Durand, Alain-Philippe [faculty advisor, Department of Modern and Classical Languages]
Charles Baudelaire, bipolar disorder, drugs, french
Charles Baudelaire (April 9th, 1821- August 31st,1867) the nineteenth century French poet, was an eccentric and scandalous character who pushed the boundaries of decency and literature quotidianly. Today he is considered the father of the modernist literary movements and is well respected in literary circles. However, during Baudelaire’s lifetime, his great work Les Fleurs du Mal (The Flowers of Evil) was censored by the French government, he was constantly bankrupt, attempted suicide once, and was an opium addict. Charles Baudelaire did not lead a cheerful life and his works show this darkness. In Les Fleurs du Mal, Baudelaire constantly refers to “le spleen,” or the suffering of the self. In conjunction with “le spleen,” Baudelaire writes constantly on feelings of depression, ennui, and the heavy hand of time.
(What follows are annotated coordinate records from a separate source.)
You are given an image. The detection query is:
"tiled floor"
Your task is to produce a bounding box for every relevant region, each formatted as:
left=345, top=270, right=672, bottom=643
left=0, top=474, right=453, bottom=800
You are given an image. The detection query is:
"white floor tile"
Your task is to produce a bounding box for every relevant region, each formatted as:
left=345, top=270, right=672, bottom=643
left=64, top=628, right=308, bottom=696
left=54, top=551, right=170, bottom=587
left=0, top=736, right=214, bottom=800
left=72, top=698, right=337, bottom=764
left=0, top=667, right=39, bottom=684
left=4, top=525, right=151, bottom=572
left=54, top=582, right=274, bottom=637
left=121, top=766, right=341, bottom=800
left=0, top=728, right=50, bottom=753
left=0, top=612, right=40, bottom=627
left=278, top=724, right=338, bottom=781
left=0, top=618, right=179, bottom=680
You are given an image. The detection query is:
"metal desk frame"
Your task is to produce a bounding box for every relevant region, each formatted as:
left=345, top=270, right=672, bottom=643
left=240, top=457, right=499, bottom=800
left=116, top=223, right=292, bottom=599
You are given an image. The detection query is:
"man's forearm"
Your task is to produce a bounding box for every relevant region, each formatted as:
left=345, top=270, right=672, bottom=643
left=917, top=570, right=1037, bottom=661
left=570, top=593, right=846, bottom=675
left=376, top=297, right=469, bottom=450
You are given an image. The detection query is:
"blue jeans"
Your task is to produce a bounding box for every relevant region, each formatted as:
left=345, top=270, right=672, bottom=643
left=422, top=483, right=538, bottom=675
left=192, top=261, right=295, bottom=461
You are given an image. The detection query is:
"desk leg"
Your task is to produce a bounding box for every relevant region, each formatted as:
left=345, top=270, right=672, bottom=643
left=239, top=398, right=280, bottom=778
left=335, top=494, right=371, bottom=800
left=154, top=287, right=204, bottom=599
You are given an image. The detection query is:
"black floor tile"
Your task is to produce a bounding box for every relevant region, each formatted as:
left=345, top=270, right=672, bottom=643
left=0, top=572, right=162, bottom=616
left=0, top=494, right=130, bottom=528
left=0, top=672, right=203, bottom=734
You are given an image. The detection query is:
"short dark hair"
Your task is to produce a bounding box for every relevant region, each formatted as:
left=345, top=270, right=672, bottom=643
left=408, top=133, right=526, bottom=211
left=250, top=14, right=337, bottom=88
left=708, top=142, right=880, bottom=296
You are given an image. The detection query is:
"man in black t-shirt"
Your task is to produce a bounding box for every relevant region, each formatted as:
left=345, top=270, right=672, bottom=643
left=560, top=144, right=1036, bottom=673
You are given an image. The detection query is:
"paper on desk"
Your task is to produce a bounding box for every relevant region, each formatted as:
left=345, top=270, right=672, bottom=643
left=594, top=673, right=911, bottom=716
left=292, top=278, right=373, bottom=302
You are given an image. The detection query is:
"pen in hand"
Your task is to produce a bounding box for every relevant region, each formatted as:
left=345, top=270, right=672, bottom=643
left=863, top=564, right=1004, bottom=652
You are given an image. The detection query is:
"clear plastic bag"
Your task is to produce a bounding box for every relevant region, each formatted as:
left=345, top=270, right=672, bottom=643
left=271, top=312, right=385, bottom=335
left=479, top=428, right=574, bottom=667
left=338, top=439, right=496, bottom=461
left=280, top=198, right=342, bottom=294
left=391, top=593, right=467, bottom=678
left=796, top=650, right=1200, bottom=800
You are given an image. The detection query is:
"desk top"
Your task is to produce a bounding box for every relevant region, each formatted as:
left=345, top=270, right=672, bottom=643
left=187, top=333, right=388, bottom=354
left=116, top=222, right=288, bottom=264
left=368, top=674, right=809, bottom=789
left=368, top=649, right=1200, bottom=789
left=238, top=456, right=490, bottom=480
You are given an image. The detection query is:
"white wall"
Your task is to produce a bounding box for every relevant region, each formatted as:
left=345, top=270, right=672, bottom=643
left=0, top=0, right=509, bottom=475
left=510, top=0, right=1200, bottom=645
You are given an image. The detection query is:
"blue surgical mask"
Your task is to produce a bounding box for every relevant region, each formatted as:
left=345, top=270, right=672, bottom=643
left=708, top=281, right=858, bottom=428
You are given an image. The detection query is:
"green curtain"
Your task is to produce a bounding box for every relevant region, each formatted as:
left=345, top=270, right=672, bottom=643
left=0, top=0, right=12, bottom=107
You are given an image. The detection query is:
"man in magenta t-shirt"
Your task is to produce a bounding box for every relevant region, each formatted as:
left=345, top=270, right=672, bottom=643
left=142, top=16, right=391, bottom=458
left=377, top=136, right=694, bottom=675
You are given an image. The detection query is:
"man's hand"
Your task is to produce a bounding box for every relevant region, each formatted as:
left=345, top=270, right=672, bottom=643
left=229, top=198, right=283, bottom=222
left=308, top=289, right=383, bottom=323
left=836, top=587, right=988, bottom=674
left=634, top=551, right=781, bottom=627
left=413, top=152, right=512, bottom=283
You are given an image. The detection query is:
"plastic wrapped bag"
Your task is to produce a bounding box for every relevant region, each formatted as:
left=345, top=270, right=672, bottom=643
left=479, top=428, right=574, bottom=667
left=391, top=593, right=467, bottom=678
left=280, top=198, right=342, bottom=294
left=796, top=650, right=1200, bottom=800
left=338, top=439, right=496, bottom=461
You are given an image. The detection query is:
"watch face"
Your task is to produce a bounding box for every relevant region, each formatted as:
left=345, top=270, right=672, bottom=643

Therefore, after explicating the poem “La vie antérieure” in Les Fleurs du Mal for Professor Durand in his French literature class, I came to the conclusion that Baudelaire suffered from depression and self-medicated with opium. I became interested in Baudelaire and his dreadful “spleen” and I decided to continue researching this theory. After researching more thoroughly, I posit that Charles Baudelaire was not simply suffering from depression, but from bipolar disorder. Because bipolar disorder has been widely misdiagnosed until recently, I believe that attributing Baudelaire’s mental instability to drug use or a sexual transmitted disease is overly simplistic. Baudelaire suffered from most of the symptoms of bipolar disorder: attempted suicide, substance abuse of alcohol and opium, large financial debts, sexual promiscuity, and cyclical depressions. Looking at Baudelaire as a bipolar sufferer gives the reader a new depth to consider his work and fosters a greater appreciation for his writing.